En última instancia —desde la búsqueda desenfrenada de cimientos identitarios de Lear, hasta el incesante borroneo de las fronteras entre delirio, realidad, ficción, teatro y sueño de The Tempest o de Midsummer Night’s Dream— nada es menos shakespeareano que el culto a un señor determinado, datado con carbono 14, llamado William Shakespeare.

Así que leamos a Shakespeare en su aniversario, y ojalá esto sirva para darle más visibilidad a Marlowe. Pero hagamos también hincapié en la ironía: nada se opone más a los nombres propios y a la obsesión con las biografías cientificistas que el teatro barroco.

Tal vez valga la pena quedarse con aquello que decía Virginia Woolf con respecto al arte de la biografía: a la «verdad de los hechos» hay que sumar siempre la «verdad de la ficción».

Desde este enfoque, quizá la biografía de Shakespeare más precisa sea también la más descabellada. Es un texto muy breve escrito por Borges, llamado pertinentemente «Everything and nothing»:

“A los veintitantos años fue a Londres. Instintivamente, ya se había adiestrado en el hábito de simular que era alguien, para que no se descubriera su condición de nadie; en Londres encontró la profesión a la que estaba predestinado, la del actor, que en un escenario, juega a ser otro, ante un concurso de personas que juegan a tomarlo por aquel otro. […]

“Nadie fue tantos hombres como aquel hombre, que a semejanza del egipcio Proteo pudo agotar todas las apariencias del ser. A veces, dejó en algún recodo de la obra una confesión, seguro de que no la descifrarían; Ricardo afirma que en su sola persona, hace el papel de muchos, y Yago dice con curiosas palabras no soy lo que soy. […]

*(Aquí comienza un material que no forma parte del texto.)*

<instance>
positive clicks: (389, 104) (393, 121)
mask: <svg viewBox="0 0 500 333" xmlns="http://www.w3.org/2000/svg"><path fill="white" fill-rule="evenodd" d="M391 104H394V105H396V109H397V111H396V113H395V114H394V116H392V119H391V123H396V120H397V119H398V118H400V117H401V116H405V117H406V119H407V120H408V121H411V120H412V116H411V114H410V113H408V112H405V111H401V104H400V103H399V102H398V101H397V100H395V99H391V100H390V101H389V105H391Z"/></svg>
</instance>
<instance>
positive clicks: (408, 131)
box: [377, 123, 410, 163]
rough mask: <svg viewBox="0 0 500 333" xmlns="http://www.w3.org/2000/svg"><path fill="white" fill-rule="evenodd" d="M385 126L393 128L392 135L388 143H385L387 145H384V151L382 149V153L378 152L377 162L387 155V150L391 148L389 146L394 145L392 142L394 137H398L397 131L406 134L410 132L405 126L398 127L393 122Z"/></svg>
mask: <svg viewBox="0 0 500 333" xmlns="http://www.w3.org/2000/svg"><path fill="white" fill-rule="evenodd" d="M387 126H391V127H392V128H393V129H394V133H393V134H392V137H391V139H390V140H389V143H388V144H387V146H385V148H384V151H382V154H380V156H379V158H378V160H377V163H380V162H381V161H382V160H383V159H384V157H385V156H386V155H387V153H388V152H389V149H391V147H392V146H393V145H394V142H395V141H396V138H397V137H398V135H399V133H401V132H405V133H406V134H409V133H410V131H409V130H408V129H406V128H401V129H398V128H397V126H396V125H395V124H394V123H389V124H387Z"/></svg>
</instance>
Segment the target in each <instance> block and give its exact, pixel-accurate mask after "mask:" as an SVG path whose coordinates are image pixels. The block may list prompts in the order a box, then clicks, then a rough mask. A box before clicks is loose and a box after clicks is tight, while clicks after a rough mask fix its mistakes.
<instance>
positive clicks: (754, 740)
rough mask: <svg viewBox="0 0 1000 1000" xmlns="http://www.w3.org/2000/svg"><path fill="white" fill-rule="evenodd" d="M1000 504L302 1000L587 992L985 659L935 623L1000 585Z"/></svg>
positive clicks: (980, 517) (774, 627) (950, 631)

Veinte años persistió en esa alucinación dirigida, pero una mañana lo sobrecogieron el hastío y el horror de ser tantos reyes que mueren por la espada y tantos desdichados amantes que convergen, divergen y melodiosamente agonizan. Aquel mismo día resolvió la venta de su teatro.”[1]

[1] Borges, “Todos y ninguno” en El hacedor.